Willem Hiele: “Nous sommes collègues et rien que cela signifie quelque chose. Il est tout à fait possible que demain je me retrouve dans les embêtements, que je me casse une jambe ou qu’un membre du personnel me laisse tomber. Dans ce cas, je sais que je peux appeler un de mes collègues et qu’il viendra à mon aide. C’est cela la collégialité et tout tourne autour d’elle. Et, en plus, nous pouvons beaucoup apprendre les uns des autres. Il serait d’ailleurs également très intéressant de pouvoir échanger avec les générations plus anciennes de Mastercooks. Car, qui suis-je ? Je ne suis qu’un morveux qui ne cuisine que depuis sept ans. Je dis souvent à ma femme que je voudrais avoir déjà cinquante ans et savoir cuisiner. (Rires). J’ai ue bonne relation avec Marc Clement car j’ai eu la chance de voyager avec lui en Italie. Il s’agit d’un homme chaleureux, qui sait énormément de choses. Sa femme également. Ce sont des personnes qui ne souffrent pas d’un ego surdimensionné et j’apprécie beaucoup cela. Tout le monde n’a pas la même simplicité. Pourtant, nous ne faisons jamais que préparer à manger. Par ailleurs, un peu de « pollinisation croisée » ne nous ferait pas de mal. Il faudrait que nous nous motivions les uns les autres. Bien mettre la Belgique sur la carte du monde et nous montrer à l’extérieur de manière collective. Il suffit de voir Lode de Roover qui a décroché une huitième place au Bocuse d’or. Nous pouvons être fiers de ce qu’il a fait. Ce qe je voudrais également, c’est cuisiner ensemble avec mes collègues. Dès que ma cuisine d’extérieur sera terminée, je les inviterai. A cette occasion, je commanderai un turbot et quelques homards et chacun pourra cuisiner en freestyle.”
Si vous deviez un groupe de gens à votre table, qui en ferait partie ?

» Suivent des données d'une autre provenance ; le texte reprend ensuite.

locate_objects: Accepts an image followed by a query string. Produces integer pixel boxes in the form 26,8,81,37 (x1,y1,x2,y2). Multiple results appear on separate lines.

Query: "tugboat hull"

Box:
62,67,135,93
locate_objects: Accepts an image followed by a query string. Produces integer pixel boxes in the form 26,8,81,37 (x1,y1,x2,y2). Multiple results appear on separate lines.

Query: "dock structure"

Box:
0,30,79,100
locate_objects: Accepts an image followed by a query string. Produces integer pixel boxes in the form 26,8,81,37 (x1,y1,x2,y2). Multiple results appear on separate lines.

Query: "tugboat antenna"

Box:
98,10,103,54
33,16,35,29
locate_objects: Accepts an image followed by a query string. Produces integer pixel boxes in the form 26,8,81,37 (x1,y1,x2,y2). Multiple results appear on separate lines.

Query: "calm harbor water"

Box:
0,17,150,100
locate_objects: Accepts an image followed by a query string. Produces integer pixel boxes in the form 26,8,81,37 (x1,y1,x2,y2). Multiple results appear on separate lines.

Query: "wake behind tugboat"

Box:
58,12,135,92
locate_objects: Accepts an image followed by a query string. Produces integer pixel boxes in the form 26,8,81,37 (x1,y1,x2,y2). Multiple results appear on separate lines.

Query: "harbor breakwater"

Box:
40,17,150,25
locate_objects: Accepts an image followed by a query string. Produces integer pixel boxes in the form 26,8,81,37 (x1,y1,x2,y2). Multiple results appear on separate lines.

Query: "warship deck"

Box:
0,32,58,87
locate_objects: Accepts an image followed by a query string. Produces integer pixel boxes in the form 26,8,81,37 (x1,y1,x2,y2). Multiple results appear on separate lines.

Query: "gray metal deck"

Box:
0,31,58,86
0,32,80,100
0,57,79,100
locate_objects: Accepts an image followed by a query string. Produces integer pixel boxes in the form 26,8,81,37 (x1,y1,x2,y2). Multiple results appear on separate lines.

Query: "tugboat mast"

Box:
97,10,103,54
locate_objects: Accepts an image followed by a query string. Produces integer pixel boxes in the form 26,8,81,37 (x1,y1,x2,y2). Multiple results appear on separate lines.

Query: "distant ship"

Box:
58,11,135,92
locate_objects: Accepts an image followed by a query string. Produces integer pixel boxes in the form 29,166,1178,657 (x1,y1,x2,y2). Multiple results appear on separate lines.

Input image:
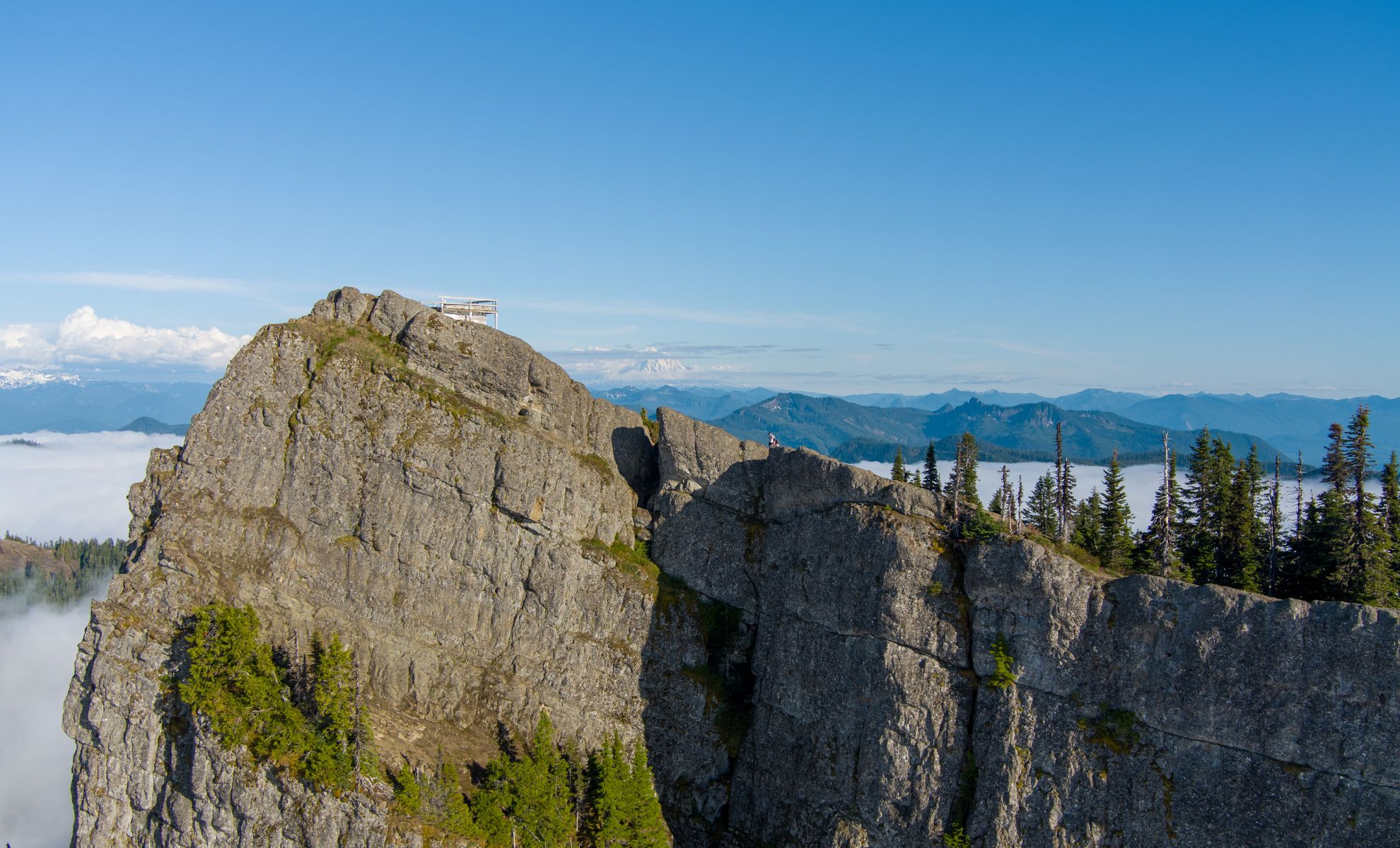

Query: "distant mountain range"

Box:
599,387,1400,464
0,371,210,434
713,394,1278,464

Willem Hiele: “Si possible que des femmes! (Rires). Jane Birkin à la première place. Quelle personne ! J’ai une grande photo d’elle dans mon restaurant. Je suis par ailleurs un fan absolu de Serge Gainsbourg. Je possède toute sa discographie. Plus sérieusement ? J’ai de la considération pour tout chef qui prend son métier au sérieux et l’exerce avec passion. Ainsi, on me compare souvent à Kobe Desramault. Mais nous sommes installés loin l’un de l’autre. Kobe a déjà accompli beaucoup de chose et, à travers son restaurant In de Wulf, il est allé plus loin que moi. Il a eu l’occasion de travailler avec une très belle équipe et a beaucoup appris des autres chefs. C’est ce qui est en train de m’arriver. Je reçois beaucoup de sollicitations de la part de jeunes étrangers, surtout depuis que je me suis retrouvé dans le top 100 de l’OAD. Kobe est plus mûr dans sa cuisine que moi. Mais nous éprouvons une bonne relation. Il s’intéresse à des choses qui me parlent également. Il pourrait donc sans problème faire partie du groupe évoqué plus haut. Tout comme mon collègue Sylvester Schatteman du Hofke van Bazel. Il s’agit de quelqu’un qui s’investit complètement en gardant les deux pieds sur terre et se trouve particulièrement bien à sa place. Mes parents, qui comptent beaucoup pour moi, pourraient également en faire partie. Tout comme Bart de Pauw, qui est un excellent ami. La manière dont celui-ci pense est particulièrement inspirante. Au même titre que le photographe Stefaan Vanfleeteren, à qui j’attribue une très forte personnalité. Tout comme son épouse qui travaille au sein des éditions Kannibaal. Et puis il y a Alan Roe, un professeur de l’Université d’Oxford qui, à l’âge de 75 ans, est la source de réflexion de nombreux chefs. Il a un jour poussé ma porte et a été particulièrement critique sur mes plats. C’est grâce à lui que j’ai commencé à travailler de manière plus simple et que j’ai appris à appris à supprimer le superflu. Il m’a également épaulé dans le projet de mon jardin. Je fais toujours dans mon pantalon quand il pointe son nez, car il ne s’arrête pas de commenter. Il a déjà été très fâché sur moi, mais c’est quelque chose que j’accepte de quelqu’un comme lui. Lui aussi aurait sa place à ma table d’honneur.”